Coordinates: 35°16′46″N 82°20′47″W / 35.27944°N 82.34639°W / 35.27944; -82.34639 The Narrows of the Green is a 2.9-mile (4.7 km) section of the Green River, in Henderson County and Polk County, between the Big Hungry creek confluence and the Fishtop access area, in western North Carolina, United States. It is roughly 35 miles (56 km) south of downtown Asheville.

White water kayaking[edit]

The Green Narrows is best known for being one of the most extreme kayaking runs in the Eastern US. Water is released on a regular basis from the Tuxedo Power station with a 100% release being equivalent to 216 cubic feet per second (6.1 m3/s). This regular flow allows for year-round kayaking and is part of the reason the Green is such a notorious and well known river.

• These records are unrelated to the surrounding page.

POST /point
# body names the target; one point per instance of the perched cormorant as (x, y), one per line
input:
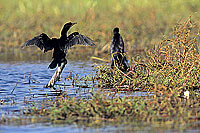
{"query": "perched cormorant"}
(60, 45)
(118, 57)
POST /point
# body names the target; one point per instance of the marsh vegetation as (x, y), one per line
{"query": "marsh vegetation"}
(161, 43)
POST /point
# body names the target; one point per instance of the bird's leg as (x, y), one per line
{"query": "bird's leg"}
(56, 75)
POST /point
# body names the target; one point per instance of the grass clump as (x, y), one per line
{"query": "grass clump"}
(173, 64)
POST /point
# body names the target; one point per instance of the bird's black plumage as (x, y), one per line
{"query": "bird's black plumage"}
(118, 57)
(60, 45)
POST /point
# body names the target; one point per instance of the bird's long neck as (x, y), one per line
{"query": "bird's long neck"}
(64, 32)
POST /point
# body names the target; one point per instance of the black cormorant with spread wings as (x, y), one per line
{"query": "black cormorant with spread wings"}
(60, 45)
(118, 57)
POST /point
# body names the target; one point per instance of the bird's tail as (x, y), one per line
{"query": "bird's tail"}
(53, 64)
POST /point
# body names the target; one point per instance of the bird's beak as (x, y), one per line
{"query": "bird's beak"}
(74, 23)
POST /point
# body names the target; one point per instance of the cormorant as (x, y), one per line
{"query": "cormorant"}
(60, 45)
(118, 57)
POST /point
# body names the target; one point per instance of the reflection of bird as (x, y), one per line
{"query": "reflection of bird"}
(60, 45)
(117, 52)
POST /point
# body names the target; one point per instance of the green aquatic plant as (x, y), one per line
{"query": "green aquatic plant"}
(173, 64)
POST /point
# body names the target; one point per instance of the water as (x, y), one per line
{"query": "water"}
(22, 83)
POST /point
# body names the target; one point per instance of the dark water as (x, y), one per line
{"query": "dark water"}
(22, 83)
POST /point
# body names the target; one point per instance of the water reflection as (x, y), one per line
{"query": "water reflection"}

The river has an average gradient of 178 feet per mile (33.7 m/km or 3%) with a half mile (800 m) section dropping roughly 342 feet (104 m) and containing 11 major class IV+ to V+ rapids. Through this area the water often channels through extremely tight slots as narrow as 4 feet (1.2 m) wide as the river funnels through a stunning gorge. The three major rapids on the river ("The Big Three") are called "Go Left and Die", "Gorilla" and "Sunshine". Gorilla is considered the most visually impressive rapid on the river. It consists of the river funneling into a 4-foot (1.2 m)-wide slot ("The Notch") and is then immediately followed by an 18-foot (5.5 m) waterfall ("the flume") and then another 10-foot (3.0 m) waterfall ("Scream Machine"). Sunshine is considered the most difficult and dangerous rapid, and consists of a 14-foot (4.3 m) waterfall landing on a jagged rock shelf below. The route through Sunshine is about 4 feet (1.2 m) wide and mistakes here have been known to cause paralysis. The river gets considerably more difficult at higher water levels, however the Green has been run at up to 300% flows (over 30" on the stick gauge).

On the first Saturday of November many of the best paddlers in the world descend on the Green to participate in the annual Green Race. The race is considered by many as the most competitive and coveted whitewater race on the planet. Since 1996, the staggering amount of video, blog posts, magazine articles, and mega-pixels captured by still cameras at the Green Race can not be estimated, nor can the nervousness of new contestants and the pride of participation.

However, it is only for an unknown reason and historical twist of fate that paddlers still have the Green River to enjoy today, for in 1906 it was nearly dammed in four places (instead of the one dam upstream built around 1921). The engineers for the four dam concept were Ladshaw and Ladshaw from Spartanburg, SC, and the now annual celebration of man's mysterious failure to advance is called "Ladshaw Day". At Ladshaw Day parties across the southeast, paddlers make the toast with no small amount of irony, humor, and gratitude: "To Ladshaw!".